The short version is
3) Not especially
More complete version
1) Classical examples of varying ion channel distribution included the
high punctate density of voltage gated sodium channels at nodes of
ranvier along the axon, and high density calcium channels at
presynaptic terminals. Other exmaples are in the 1998/1999 papers by
Jeff Magee in J neurosci and Nature Neurosci showing the varying
density of Ih channels along the dendrites of CA1 cells to achieve
synaptic scaling of of EPSPs along the dendrite. There are all kinds
of varying concentration of ion channels along dendrites, and
dendrites vs axon. And of course a lot of the dendritic ion channels
are plastic. Again see papers my Jeff Magee, looking at the modulation
of A-type K channels
2) Generally speaking, absolutely. That's why Purkinje cells usually
tonically fire. Why Basket cells have a fast spiking phenotype and why
layer V dendrites have funny looking action potentials. Just like all
humans generally look like humans, but don't look identically. Neurons
that fall into one call generally behave very similarly. (Though don't
forget the effect passive membrane properties lend to neurons, i.e.
big cells are capacitive and have a slow response to membrane
3) Not especially
Have a wee look at Curr Opin Neurobiol. 1999 Jun;9(3):288-92 and Nat
Rev Neurosci. 2000 Dec;1(3):181-90.
On Nov 19, 3:47 am, Rick Giuly <rgiuly.gr... from yahoo.com> wrote:
> Hello All,
>> I'm interested in modeling neurons and I have a few questions:
>> (1) In adult animals, are ion channel distributions constant?

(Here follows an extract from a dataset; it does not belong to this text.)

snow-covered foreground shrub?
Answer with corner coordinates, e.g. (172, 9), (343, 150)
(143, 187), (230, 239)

>> (2) Do particular cell types have well defined ion channel
> distributions that are similar among all cells of the type? (For
> example does a Purkinje cell have a predictable ion channel
>> (3) Are the answers to questions (1) and (2) different for vertebrates
> and invertebrates?
>> Any comments or paper recommendations are appreciated. I've done some
> literature searching and found some fragments of information on these
> topics but nothing definitive yet.